How to Activate Javascript Constable
1.Add the page/site and do an initial crawl
An initial crawl will collect a baseline of all data about the page, including a screenshot, complete HTML, extracted text, and a HAR network profile. After the initial crawl, examine the version network activity to review what was captured. (Download the HAR file for deeper analysis.)
Notice all network activity is recorded by type (e.g., font, image, XHR, and so on). This data identifies network changes from one crawl to the next.
2.Click into Session Settings
3.Click on the “Comparison” tab; modify the primary comparison to “network change”
For simplicity, Fluxguard uses a primary change detection strategy to establish if a new version should be registered. Replace the default “text change” to “network change.”
This will trigger a new version whenever a resource is added or removed. (Note: once a new version is registered, all comparisons will be conducted, including visual, text, and HTML.)
4.Observe and configure network-specific settings as an option
Reduce False-Positives by Whitelisting Domains
Refine Monitoring by Selecting Specific Resource Types
Data exfiltration can ensue place via the loading of almost any resource. Albeit certain network activities, such as scripts and XHR, are more susceptible. These settings allow you to activate various resource types. When a particular resource type is deactivated, a change in network requests for that group will not trigger new versions.
Opt for “Origins Only”
Use this setting if different URLs can be accessed from the same site, but you want to learn if a new site is utilized to fetch content.

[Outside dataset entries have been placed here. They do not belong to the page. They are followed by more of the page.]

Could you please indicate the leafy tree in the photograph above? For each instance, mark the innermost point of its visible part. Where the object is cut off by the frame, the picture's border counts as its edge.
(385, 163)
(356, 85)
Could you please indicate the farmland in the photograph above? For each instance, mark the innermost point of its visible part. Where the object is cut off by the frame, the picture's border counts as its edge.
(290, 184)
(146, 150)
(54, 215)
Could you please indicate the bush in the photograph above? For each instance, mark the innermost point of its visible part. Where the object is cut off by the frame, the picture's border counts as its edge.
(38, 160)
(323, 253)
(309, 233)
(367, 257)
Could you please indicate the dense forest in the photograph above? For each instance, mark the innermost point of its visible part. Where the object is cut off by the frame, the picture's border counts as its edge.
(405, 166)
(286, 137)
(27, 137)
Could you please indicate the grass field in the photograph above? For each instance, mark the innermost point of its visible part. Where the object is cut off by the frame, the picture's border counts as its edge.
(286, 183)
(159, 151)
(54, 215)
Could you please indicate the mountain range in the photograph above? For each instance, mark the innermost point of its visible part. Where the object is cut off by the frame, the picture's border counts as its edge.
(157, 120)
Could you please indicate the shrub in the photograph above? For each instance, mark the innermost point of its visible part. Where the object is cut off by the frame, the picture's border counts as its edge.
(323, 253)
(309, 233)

An example is to detect the injection of malicious Javascript that sends data off-site.
5.Adjust email alert frequency
Do you prefer to receive instant email alerts when network changes are detected? (The account default is to send a summary email every day.) If so, then go to Account Settings.
Once there, choose to receive alerts “immediately.” Afterward, you will receive an email itemizing all network changes in an instant.
6.Wait for a network change
If you prefer, you can initiate a new crawl from Session View.